St Johnstone extended their unbeaten away run to five games with victory over 10-man Kilmarnock.
But the match will be remembered for the controversial sending off of Kilmarnock captain Manuel Pascali.
Murray Davidson opened the scoring for the visitors, but Michael Nelson thought he had rescued a point with his second half header.
Rowan Vine's toe-poked finish with two minutes remaining saw the Perth side claim all three points.
Pascali was shown a straight red card by referee Stevie O'Reilly after six minutes for a robust challenge on Nigel Hasselbaink.
It looked as though Pascali took the ball cleanly, but the referee disagreed and brandished the red card.
Kenny Shiels was furious and a few minutes later was sent to the stand.
With their numerical advantage, St Johnstone enjoyed most of the early possession as Kilmarnock had to reshuffle their pack.
The visitors could have taken the lead with chances for Gregory Tade and Liam Craig - Cammy Bell standing firm in the Killie goal on both occasions.
But the pressure finally told after half an hour; Tade scuffed a shot on the edge of the box and Davidson swept home from 10 yards.
St Johnstone might have doubled their lead had they been awarded a penalty just five minutes later, but the referee instead booked Vine for diving when it looked as though he was illegally felled in the box.

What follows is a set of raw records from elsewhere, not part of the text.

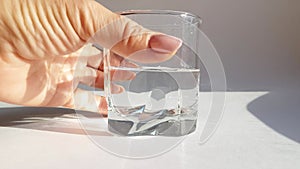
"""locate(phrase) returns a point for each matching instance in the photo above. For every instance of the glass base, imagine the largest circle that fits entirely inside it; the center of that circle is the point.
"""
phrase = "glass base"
(167, 128)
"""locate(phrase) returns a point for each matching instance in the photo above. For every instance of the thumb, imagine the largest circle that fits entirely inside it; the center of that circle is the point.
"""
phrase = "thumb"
(124, 36)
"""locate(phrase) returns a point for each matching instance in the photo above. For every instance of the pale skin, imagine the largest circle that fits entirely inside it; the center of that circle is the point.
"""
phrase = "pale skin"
(40, 42)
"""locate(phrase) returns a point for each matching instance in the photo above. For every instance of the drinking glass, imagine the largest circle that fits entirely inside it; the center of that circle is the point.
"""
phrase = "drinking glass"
(162, 98)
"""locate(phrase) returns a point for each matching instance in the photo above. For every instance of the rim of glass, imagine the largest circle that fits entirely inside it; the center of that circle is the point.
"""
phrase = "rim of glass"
(164, 12)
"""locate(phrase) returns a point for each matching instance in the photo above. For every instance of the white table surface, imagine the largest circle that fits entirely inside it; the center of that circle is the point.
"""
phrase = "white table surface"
(259, 130)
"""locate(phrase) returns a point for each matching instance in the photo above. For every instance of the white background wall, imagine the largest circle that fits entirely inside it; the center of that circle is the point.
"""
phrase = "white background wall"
(258, 40)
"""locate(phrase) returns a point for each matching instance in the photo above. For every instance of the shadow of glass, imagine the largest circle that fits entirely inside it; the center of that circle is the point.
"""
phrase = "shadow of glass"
(48, 119)
(280, 110)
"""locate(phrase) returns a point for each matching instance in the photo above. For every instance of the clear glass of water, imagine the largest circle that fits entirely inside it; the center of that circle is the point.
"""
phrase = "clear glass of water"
(162, 98)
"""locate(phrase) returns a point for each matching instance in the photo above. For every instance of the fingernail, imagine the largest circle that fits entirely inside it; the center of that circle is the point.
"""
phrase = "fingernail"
(116, 89)
(164, 43)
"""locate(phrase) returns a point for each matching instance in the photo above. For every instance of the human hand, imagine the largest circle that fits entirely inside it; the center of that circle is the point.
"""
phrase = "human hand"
(41, 41)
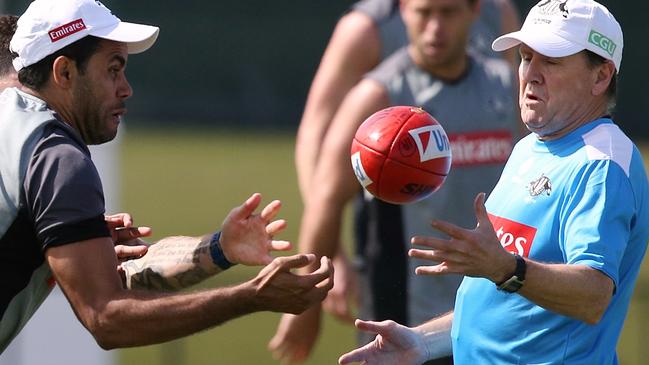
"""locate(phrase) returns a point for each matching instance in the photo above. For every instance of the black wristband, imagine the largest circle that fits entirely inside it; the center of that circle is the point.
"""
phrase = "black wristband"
(218, 257)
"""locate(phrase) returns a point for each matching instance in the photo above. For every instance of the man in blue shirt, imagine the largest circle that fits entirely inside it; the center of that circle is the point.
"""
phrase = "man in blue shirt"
(551, 266)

Perhaps feeling an element of injustice during the half-time interval, Kilmarnock came out for the second period looking vibrant and striker Paul Heffernan came close for the hosts.
He ghosted past two St Johnstone defenders before unleashing a vicious shot from 20 yards that was palmed away by Alan Mannus.
Cillian Sheridan also came close to equalising, but his snap shot volley from a tight angle arched high and wide.
With an increasing freedom about their play, Kilmarnock left space for their opponents to exploit, and both Liam Craig and Chris Millar had chances to cement the three points.
From his adopted position in the stand which was in fact just behind the dugout, Kenny Shiels urged his side forward as the game entered its final stages.
And their endeavour was rewarded with 10 minutes remaining when Nelson rose to nod beyond Mannus.
At that stage it looked as though there would only be one winner as Killie pressed for an unlikely three points.
But given the cruel fate that football often conjures up, St Johnstone, against the run of play, stole a victory with two minutes remaining.
Millar played through Vine, and as Bell rushed from his goal, the substitute poked past the Kilmarnock goalkeeper.